- Das Bezirksgericht Bremgarten muss darüber urteilen, aus welchem Grund Eltern ihr Kind getötet haben.
- Passierte es aus Überforderung, oder wollten die Eltern, wie sie sagen, ihr behindertes Kind «erlösen»?
- Sie würden heute genau gleich handeln, sagten die Eltern vor Gericht am Montag.
- Anklage und Verteidigung zeichneten am Dienstag ein sehr unterschiedliches Bild der Familie.
War es Mord? Für das Bezirksgericht Bremgarten wird es nicht einfach, ein Urteil zu fällen. Die Tat spielte sich im Privaten ab und Anklage und Verteidigung beschreiben die Familie und ihre Situation enorm unterschiedlich.
Die Angeklagten und ihre Verteidiger
Angeklagt sind die heute 32-jährige Mutter und der 34-jährige Vater. Sie sollen 2020 ihre schwerstbehinderte dreijährige Tochter getötet haben. Sie haben ihr einen mit Ecstasy versetzten Schoppen gegeben und sie danach erstickt.

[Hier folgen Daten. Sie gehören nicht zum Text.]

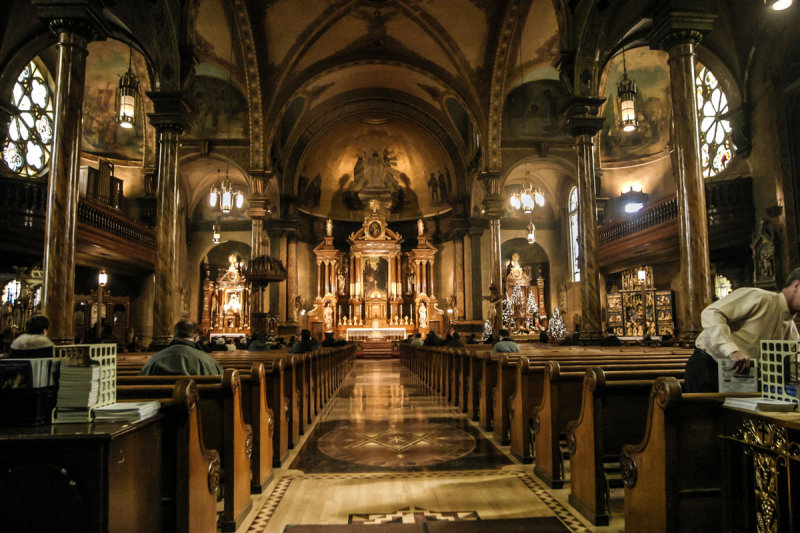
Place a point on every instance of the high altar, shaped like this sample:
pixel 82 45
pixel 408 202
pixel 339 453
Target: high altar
pixel 376 291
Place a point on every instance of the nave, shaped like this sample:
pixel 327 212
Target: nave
pixel 387 450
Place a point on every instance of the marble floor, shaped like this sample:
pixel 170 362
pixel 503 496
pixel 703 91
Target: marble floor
pixel 386 450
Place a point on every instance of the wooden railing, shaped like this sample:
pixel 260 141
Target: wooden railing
pixel 651 215
pixel 111 221
pixel 24 202
pixel 726 201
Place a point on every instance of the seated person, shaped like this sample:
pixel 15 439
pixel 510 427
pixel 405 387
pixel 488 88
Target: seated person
pixel 433 339
pixel 258 344
pixel 305 344
pixel 34 343
pixel 328 341
pixel 219 345
pixel 506 344
pixel 182 356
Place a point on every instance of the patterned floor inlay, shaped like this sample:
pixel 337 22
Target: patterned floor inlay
pixel 413 515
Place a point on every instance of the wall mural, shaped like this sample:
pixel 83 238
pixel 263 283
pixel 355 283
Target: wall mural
pixel 653 104
pixel 102 135
pixel 216 110
pixel 533 111
pixel 348 165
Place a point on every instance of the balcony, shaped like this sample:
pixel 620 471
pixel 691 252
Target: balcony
pixel 103 232
pixel 651 235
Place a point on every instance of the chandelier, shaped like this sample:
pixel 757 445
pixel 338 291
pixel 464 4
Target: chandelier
pixel 127 96
pixel 626 92
pixel 225 195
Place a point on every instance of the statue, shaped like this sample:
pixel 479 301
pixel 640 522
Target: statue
pixel 327 316
pixel 423 315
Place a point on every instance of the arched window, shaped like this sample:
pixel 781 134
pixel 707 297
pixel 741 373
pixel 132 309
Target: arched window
pixel 573 234
pixel 716 147
pixel 27 150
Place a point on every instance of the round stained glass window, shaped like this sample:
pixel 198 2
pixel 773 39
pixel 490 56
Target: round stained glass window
pixel 716 146
pixel 27 150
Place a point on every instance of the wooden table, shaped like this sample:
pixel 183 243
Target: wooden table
pixel 764 454
pixel 81 477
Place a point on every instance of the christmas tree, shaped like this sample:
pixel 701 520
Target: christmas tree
pixel 487 329
pixel 508 321
pixel 555 328
pixel 532 308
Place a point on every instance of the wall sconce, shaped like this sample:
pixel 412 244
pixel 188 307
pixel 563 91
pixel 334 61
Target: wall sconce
pixel 531 233
pixel 127 96
pixel 778 5
pixel 626 92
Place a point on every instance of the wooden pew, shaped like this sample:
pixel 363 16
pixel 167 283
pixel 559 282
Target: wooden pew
pixel 223 429
pixel 191 472
pixel 674 478
pixel 529 383
pixel 561 401
pixel 613 413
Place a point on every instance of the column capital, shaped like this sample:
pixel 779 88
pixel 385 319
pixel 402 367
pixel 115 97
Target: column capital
pixel 679 22
pixel 583 115
pixel 169 111
pixel 82 17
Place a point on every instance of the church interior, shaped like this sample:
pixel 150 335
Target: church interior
pixel 571 170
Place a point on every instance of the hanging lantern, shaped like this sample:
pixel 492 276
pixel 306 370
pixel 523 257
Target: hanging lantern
pixel 127 97
pixel 531 233
pixel 626 91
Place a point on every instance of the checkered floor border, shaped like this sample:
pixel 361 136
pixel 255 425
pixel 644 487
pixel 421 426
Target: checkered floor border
pixel 566 517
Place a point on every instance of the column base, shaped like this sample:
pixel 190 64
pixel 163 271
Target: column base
pixel 159 343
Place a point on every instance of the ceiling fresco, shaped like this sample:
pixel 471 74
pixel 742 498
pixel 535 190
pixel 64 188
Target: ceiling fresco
pixel 369 153
pixel 650 70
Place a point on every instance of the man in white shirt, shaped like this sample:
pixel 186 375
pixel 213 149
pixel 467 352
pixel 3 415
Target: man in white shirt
pixel 734 326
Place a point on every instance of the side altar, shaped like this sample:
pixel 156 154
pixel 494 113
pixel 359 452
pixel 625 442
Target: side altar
pixel 375 291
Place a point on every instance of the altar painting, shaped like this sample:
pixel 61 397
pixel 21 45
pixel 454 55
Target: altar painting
pixel 376 276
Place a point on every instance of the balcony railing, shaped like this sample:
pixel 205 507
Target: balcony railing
pixel 729 205
pixel 23 202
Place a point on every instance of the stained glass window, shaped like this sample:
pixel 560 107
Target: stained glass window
pixel 573 234
pixel 716 147
pixel 27 150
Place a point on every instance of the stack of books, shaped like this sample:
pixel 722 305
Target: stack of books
pixel 126 411
pixel 78 392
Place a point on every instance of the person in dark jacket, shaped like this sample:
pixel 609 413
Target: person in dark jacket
pixel 305 344
pixel 183 356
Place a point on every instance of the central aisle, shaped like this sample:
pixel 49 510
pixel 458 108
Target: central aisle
pixel 386 450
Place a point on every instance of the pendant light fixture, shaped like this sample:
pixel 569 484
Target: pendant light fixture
pixel 626 91
pixel 127 96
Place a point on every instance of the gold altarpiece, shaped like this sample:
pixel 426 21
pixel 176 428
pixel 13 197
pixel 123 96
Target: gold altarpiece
pixel 362 295
pixel 226 301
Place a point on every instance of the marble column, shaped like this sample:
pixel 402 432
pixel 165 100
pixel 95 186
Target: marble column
pixel 584 123
pixel 169 121
pixel 291 280
pixel 62 199
pixel 494 208
pixel 458 282
pixel 679 33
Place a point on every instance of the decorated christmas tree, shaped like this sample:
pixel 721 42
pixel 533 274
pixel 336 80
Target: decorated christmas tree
pixel 556 329
pixel 508 321
pixel 487 329
pixel 532 309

Den Aussagen den Eltern nach waren sie mit ihrem schwerstbehinderten Kind nicht überfordert. Das haben beide am Montag vor Gericht mehrfach betont. Die dreijährige Tochter litt an Cerebralparese, einer unheilbaren Krankheit. Sie konnte nicht richtig sitzen, hatte Angst vor dem Essen und Schlucken und war rund um die Uhr auf Betreuung angewiesen.
Ihr Tod sei für die Tochter das Beste gewesen, sagten Mutter und Vater vor Gericht. Sie würden es wieder tun, auch wenn es für sie als Eltern das Schlimmste sei.
Grausamer Tod, sagt Staatsanwaltschaft
Die Staatsanwaltschaft sagt, dass das Mädchen ein Leben lang auf Hilfe angewiesen gewesen wäre. Aber es habe Hoffnung auf eine verbesserte Situation gegeben. Eine geplante Operation und das spätere Wohnen in einer Institution hätten helfen können.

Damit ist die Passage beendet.